Mais c’est vrai que le ski a occupé un espace important dans ma vie. Quand je compare la période active de ma carrière au temps présent, je vois à quel point le sport a évolué au cours des trente années depuis que j’ai mis fin à ma carrière sportive. Selon moi, ce sont les skis qui ont le plus changé. Et j’ai toujours entretenu avec les skis un rapport particulier. Je me balançais de leur décor et de leurs couleurs, mais je pouvais être assez pointilleux et exigeant à propos de leur comportement. Même jeune adolescent, je sentais les moindres détails. À l’époque, on disait que les skis devenaient meilleurs après un certain rodage. Ce n’était qu’après un certain temps qu’on sentait les différentes couches de matériaux se lier pour en arriver à un ensemble parfaitement équilibré. Quand il devenait évident lesquels de mes skis marchaient le mieux pour moi, je ne voulais plus skier que sur ceux-là. Je m’y attachais vraiment ! Ça signifiait que je m’habituais à une paire en particulier et c’est sur ceux-là que j’allais skier toute la saison. Aux dernières courses du calendrier, je me retrouvais avec des skis dont les carres n’avaient plus l’épaisseur que d’un cheveu et il est arrivé que je doive les remettre en place à coups de marteau entre deux manches !

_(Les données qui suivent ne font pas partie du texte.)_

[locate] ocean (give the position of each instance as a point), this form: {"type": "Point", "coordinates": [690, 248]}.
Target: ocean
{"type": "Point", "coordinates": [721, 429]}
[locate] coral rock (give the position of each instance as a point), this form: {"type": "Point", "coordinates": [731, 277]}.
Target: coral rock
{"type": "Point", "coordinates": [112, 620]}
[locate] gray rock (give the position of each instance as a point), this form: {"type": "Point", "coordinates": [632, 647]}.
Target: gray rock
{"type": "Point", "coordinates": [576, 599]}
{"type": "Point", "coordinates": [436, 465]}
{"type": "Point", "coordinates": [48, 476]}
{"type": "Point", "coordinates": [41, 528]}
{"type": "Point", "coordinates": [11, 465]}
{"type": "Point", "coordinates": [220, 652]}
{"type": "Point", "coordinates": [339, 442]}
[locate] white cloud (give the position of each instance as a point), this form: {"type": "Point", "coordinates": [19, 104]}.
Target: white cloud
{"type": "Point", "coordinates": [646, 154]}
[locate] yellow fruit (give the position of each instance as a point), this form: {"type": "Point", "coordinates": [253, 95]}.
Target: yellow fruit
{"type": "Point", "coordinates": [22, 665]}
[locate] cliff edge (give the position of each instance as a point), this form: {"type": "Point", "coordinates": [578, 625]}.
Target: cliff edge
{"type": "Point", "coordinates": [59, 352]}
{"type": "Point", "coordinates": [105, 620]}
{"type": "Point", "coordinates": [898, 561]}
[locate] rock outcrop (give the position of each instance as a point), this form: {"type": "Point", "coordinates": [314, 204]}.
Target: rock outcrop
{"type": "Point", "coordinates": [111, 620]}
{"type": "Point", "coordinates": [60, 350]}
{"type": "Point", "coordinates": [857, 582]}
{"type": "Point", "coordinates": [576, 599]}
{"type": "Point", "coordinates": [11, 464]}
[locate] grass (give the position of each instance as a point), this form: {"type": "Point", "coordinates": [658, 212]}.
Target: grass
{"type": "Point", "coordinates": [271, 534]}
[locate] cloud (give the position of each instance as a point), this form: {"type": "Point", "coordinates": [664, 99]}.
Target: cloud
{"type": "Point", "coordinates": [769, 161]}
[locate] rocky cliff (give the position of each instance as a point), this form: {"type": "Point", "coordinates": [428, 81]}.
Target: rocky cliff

J’ai eu la grande chance de travailler avec mon technicien-préparateur de toujours, Jure Vogelnik, qui était bien au fait de mes préférences, besoins et autres exigences. Ensemble, on en était arrivés à penser que des skis avec une forme latérale plus prononcée, ça pourrait être intéressant. Quand les gars du département R&D m’ont remis les premiers exemplaires pour en faire l’essai, j’ai tout de suite senti que j’allais plus vite. Mais en course, je n’allais pas mieux réussir. J’avais du mal sur les pentes plus raides, mais sur les portions moins pentues, ils étaient excellents. À l’époque, les skis de course étaient des 205 cm et, à cette taille, il était difficile d’assurer la stabilité en torsion en en accentuant la forme latérale. Mais l’important pour moi, c’était mon feeling sur ces skis au sidecut accentué et je les trouvais fantastiques ! Tout au long de ma carrière, j’ai toujours cherché à boucler le virage parfait, spécialement en slalom géant. Je coupais en quelque sorte la trajectoire avec ces skis de plus de deux mètres. Tout au moins quand les conditions de neige le permettaient. J’appuyais très fort sur les talons des skis et quand je parvenais à les faire fléchir en arc, le résultat avait toutes les allures de ce qu’on appelle aujourd’hui le carving.


Et quelques années plus tard, juste après que j’aie mis fin à ma carrière, le monde du ski a connu une réelle révolution. Avec ses SCX, Elan a réussi à faire passer ce concept de carving du rêve à la réalité. Ils ont changé le ski pour toujours. Ces SCX rendaient possible de réaliser des virages parfaits. Je les trouvais stupéfiants. Voyant ça, je me prenais à penser que les ingénieurs d’Elan auraient dû trouver cette solution dix ans plus tôt, ainsi j’aurais pu disputer des courses avec ! Difficile à dire si je serais parvenu à remporter autant de courses avec ces skis, mais pour moi, il ne fait aucun doute que j’y aurais trouvé plus de plaisir. C’est là d’ailleurs la nuance déterminante. L’important n’est pas qu’ils soient 50 cm plus courts ou qu’ils présentent une géométrie si différente, non. Ce qui compte, c’est ce que vous permettent de faire les skis modernes sur la neige par le feedback qu’ils vous donnent. La différence se trouve là. Et cet aspect n’est pas au seul avantage des skieurs de compétition, il l’est tout aussi bien à celui des skieurs récréatifs.


Encore une fois, je ne suis pas un homme nostalgique qui se repasse ses vieux souvenirs, alors je n’accorde aucune importance à ce qui aurait pu être en des circonstances différentes. Je préfère profiter du moment présent, skiant avec famille et amis sur des skis dernier cri. Je raffole toujours des grands virages de type slalom géant à haute vitesse… et j’aime toujours autant le ski.